O teto estava no chão, o chão no teto, e as lágrimas se enfiltrando naquele teto que virou chão. E eu, de cabeça para baixo. Vale a pena lutar? E se vale, vale pelo o que? Novamente uma garota chorava nos cantos da minha casa. Como de costume, eu apenas observava. Me questionei por quantas vezes ela chorava pela mesma ferida? Não conseguia esquecer o passado, o coração dela não conseguia. E como tudo a decepcionava, as pessoas, as palavras, até mesmo os objetos inúteis. Os cabelos continuavam soltos, e era apenas o silêncio que saía de dentro da sua boca. Ela necessitava era mesmo de ninguém, sim. Eu sabia que ela estava no momento mais emocionante da sua vida, mais um deles. Eu sei o quanto ela odeia todos eles, mas ela nunca diz não quando eles chegam.
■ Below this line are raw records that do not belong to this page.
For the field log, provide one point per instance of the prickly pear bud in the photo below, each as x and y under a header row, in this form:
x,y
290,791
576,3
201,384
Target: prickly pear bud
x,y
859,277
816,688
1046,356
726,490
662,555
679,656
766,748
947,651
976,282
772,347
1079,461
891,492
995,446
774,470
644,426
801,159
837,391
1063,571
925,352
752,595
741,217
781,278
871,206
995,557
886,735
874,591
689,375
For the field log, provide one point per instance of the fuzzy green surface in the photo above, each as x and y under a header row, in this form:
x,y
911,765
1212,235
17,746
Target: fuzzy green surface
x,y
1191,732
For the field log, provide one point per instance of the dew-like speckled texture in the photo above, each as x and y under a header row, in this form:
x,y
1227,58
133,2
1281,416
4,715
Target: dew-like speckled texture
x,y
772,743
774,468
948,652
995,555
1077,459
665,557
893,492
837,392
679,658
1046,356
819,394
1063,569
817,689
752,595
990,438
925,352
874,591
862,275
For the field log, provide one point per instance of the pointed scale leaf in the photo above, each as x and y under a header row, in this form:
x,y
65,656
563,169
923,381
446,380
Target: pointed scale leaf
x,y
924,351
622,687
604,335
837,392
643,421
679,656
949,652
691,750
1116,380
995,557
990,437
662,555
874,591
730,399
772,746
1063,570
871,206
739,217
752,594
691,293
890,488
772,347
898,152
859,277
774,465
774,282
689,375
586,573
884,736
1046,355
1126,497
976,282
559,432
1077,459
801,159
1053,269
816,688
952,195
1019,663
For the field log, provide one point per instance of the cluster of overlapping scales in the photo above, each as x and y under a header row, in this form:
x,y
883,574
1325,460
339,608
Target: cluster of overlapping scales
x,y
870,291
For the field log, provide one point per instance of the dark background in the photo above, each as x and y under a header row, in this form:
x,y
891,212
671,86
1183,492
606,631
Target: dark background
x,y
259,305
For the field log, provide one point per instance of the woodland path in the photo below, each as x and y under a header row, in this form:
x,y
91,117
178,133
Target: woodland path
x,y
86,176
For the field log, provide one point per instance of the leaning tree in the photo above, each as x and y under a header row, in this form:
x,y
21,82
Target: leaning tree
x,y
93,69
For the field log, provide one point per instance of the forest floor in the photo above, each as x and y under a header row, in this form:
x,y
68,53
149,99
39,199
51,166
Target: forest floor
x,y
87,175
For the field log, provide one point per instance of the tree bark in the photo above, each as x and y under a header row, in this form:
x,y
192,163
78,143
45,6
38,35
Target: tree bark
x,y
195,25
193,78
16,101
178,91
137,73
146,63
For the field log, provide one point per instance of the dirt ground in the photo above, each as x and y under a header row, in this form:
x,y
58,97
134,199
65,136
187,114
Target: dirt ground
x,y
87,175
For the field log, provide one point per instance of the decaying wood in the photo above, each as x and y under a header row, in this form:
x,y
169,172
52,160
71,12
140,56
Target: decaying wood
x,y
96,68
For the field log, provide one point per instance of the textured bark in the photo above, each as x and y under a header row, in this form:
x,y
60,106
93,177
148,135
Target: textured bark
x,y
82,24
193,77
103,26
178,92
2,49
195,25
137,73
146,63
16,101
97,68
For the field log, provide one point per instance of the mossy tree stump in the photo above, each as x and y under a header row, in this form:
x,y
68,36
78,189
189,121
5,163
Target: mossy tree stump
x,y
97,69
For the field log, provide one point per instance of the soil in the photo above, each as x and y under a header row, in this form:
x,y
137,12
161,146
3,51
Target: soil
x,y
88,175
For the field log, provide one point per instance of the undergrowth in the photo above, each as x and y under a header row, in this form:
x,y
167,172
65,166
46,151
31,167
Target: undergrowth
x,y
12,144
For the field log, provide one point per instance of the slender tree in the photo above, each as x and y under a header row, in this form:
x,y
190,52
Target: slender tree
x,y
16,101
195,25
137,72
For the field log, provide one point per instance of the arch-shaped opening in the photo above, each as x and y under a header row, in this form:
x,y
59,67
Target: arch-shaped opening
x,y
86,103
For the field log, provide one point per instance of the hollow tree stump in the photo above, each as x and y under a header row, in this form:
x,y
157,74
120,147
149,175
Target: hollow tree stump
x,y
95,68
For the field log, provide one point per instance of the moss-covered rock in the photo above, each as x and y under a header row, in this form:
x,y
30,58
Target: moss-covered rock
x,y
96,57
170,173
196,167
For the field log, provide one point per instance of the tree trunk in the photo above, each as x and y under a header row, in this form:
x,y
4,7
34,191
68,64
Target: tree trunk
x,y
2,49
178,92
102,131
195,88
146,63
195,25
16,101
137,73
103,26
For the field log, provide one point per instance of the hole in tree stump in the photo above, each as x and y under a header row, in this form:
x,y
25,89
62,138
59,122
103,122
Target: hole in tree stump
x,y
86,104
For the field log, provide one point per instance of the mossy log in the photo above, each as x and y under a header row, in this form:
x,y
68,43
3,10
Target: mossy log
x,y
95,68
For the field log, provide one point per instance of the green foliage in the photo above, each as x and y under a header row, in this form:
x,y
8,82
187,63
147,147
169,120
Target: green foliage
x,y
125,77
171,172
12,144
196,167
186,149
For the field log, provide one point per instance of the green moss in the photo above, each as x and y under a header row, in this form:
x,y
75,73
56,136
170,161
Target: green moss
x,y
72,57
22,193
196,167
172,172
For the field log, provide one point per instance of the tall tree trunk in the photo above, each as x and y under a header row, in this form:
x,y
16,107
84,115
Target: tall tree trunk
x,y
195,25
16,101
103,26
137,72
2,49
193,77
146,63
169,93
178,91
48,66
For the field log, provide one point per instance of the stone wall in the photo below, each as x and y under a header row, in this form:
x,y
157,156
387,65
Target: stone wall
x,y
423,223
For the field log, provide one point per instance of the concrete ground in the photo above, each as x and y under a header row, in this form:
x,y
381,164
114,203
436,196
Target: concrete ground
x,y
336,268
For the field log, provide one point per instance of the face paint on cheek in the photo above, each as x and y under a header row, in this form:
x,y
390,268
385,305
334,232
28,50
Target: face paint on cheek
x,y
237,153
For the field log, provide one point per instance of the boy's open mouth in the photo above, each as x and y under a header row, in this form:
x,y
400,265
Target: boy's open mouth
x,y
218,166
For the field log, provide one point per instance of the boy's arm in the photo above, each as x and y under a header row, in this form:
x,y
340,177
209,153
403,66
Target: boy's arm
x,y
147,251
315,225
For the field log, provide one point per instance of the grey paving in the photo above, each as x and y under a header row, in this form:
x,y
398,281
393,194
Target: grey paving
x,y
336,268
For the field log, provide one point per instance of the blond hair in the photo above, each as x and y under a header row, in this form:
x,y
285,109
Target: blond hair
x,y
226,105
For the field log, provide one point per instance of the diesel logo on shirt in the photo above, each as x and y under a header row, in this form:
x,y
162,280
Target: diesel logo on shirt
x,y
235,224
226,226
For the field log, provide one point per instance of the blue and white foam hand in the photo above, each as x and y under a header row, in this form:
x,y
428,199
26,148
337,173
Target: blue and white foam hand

Ela queria somente amar a sí própria, e se desentupir dos apegos que se apegaram nas pessoas. E o amor? O amor que se dane, ela queria mesmo era a paz, era o silêncio. Esvaziar a mente de todos os acertos e erros. Ela queria mesmo era nada, era ninguém. Porque ninguém nunca esteve de verdade com ela mesmo. Ela nunca esteve comigo, e eu nunca estive com ela. E de que adianta eu ficar aqui gritando com todo mundo, suplicando por este tal sôssego? Adianta, caros? Eu pedir cinco, ou talvez dez minutos de esquecimento, adianta? Adianta eu pedir um pouco de respeito com o pouco de sentimento que eu tenho? Que ela tem? Já era banal, é banal. Logo ela estaria bem, logo eu sorriria de novo. Aquilo no chão era apenas ela, era eu.